The City of Rossland has given the go-ahead for the initial design of a Washington Street development project.
The project proposed by DJM Contracting Ltd. is a five-unit, three-bedroom, three-level townhouse at 2452 Washington St. called “The Aerie.” It received a green light at the March 8 council meeting for its ‘form and character’ despite some pushback from council.
“That property has been zoned for multi-family,” said Rossland councillor Terry Miller, who also sits on the design review committee. “So the review process that went before council was to approve the look and feel of the building to make sure it passes the design guidelines versus the development process.”
The Aerie development will provide five efficiently designed units that will add to Rossland’s affordable mid-range housing stock.
“I think we’re looking to diversify our housing stock,” said Coun. Stewart Spooner. “It’s been pretty challenging to get multi-unit developments off the ground. I like this one, I had more technical concerns but I think they were all addressed in the voluminous correspondence today.”
Rossland staff reported that the design “attempts to marry character elements with a highly energy efficient building that is pedestrian oriented and vehicle sensitive.”
Features will include charging stations for electric vehicles in the garages and full heat pump system rather than natural gas. The development intends to reach at minimum Step 3 of the BC Energy Step Code.
Councillors Andy Morel and Dirk Lewis voiced concerns over parking and traffic near the RSS school, as well as aesthetics, and the size of the development.
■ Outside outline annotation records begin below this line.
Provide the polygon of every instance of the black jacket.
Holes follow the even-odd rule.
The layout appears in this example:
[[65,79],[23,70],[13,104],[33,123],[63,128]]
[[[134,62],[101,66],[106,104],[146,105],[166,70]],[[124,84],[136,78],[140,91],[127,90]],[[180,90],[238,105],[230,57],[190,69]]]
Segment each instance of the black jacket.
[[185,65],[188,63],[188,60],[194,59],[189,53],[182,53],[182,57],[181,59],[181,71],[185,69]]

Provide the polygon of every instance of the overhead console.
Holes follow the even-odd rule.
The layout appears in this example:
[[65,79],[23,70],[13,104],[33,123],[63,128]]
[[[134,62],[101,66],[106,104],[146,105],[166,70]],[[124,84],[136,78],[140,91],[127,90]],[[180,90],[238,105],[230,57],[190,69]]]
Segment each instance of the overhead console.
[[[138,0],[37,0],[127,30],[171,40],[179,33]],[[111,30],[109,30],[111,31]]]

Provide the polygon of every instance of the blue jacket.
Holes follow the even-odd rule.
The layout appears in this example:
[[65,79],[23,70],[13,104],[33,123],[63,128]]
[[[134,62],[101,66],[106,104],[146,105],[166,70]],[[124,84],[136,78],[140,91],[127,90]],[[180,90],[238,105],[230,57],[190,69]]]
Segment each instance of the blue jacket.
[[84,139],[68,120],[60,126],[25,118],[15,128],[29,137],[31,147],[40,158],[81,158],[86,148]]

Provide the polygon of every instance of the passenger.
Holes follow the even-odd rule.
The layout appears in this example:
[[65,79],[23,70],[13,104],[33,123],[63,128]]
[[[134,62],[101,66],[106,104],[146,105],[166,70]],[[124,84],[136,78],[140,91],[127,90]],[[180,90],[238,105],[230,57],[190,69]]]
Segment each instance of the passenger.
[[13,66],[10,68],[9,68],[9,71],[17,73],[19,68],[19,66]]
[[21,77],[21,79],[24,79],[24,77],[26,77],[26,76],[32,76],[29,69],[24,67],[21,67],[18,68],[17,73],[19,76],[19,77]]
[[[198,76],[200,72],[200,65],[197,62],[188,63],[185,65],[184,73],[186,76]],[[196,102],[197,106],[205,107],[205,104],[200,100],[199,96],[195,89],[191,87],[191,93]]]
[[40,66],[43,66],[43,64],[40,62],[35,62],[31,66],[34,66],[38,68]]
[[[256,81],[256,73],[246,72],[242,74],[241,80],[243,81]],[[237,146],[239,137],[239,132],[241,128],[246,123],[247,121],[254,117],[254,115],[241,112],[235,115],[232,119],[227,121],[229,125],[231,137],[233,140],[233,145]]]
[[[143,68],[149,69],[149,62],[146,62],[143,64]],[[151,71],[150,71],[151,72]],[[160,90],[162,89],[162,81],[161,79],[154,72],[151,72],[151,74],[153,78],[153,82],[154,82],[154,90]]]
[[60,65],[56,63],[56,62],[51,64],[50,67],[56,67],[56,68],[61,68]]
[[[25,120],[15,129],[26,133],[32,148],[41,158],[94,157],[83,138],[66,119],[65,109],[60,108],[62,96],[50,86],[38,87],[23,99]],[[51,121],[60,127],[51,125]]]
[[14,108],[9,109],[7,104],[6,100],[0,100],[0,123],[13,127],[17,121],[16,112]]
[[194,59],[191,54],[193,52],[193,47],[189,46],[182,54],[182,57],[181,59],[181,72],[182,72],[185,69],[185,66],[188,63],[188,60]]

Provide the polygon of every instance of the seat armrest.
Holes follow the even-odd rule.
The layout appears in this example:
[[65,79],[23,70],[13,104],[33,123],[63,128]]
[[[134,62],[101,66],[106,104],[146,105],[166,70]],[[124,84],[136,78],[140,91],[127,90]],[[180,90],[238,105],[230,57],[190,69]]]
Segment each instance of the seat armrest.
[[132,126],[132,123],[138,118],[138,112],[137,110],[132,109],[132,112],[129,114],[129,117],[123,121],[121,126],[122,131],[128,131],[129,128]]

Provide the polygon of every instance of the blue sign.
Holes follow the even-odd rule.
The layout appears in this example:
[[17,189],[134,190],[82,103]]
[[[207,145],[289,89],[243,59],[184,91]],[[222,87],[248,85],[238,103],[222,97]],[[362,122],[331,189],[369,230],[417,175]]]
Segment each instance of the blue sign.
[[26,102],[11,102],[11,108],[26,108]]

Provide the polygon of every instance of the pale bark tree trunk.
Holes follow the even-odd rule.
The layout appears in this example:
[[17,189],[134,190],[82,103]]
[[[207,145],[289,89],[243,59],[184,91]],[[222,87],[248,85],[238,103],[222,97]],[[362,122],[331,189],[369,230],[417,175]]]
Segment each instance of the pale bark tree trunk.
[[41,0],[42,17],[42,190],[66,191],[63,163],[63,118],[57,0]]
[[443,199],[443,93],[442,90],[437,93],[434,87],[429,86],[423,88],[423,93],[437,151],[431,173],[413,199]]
Their points, however, could not be considered as they were not relevant to the process at hand.
“It’s actually illegal to turn this down for traffic studies, and we could be taken to court for that, this is purely a form and character guideline,” clarified Stacey Lightbourne, Rossland manager of planning and development.
The project checks all the boxes and requirements of Rossland’s Official Community Plan (OCP) and was given approval from the design review committee.
“It meets the OCP, it meets our bylaws for zoning including all the parking sizes and requirements, in fact it exceeds the parking requirements according to zoning and it meets all the guidelines for form and character and the OCP, therefore it should be approved,” added Lightbourne.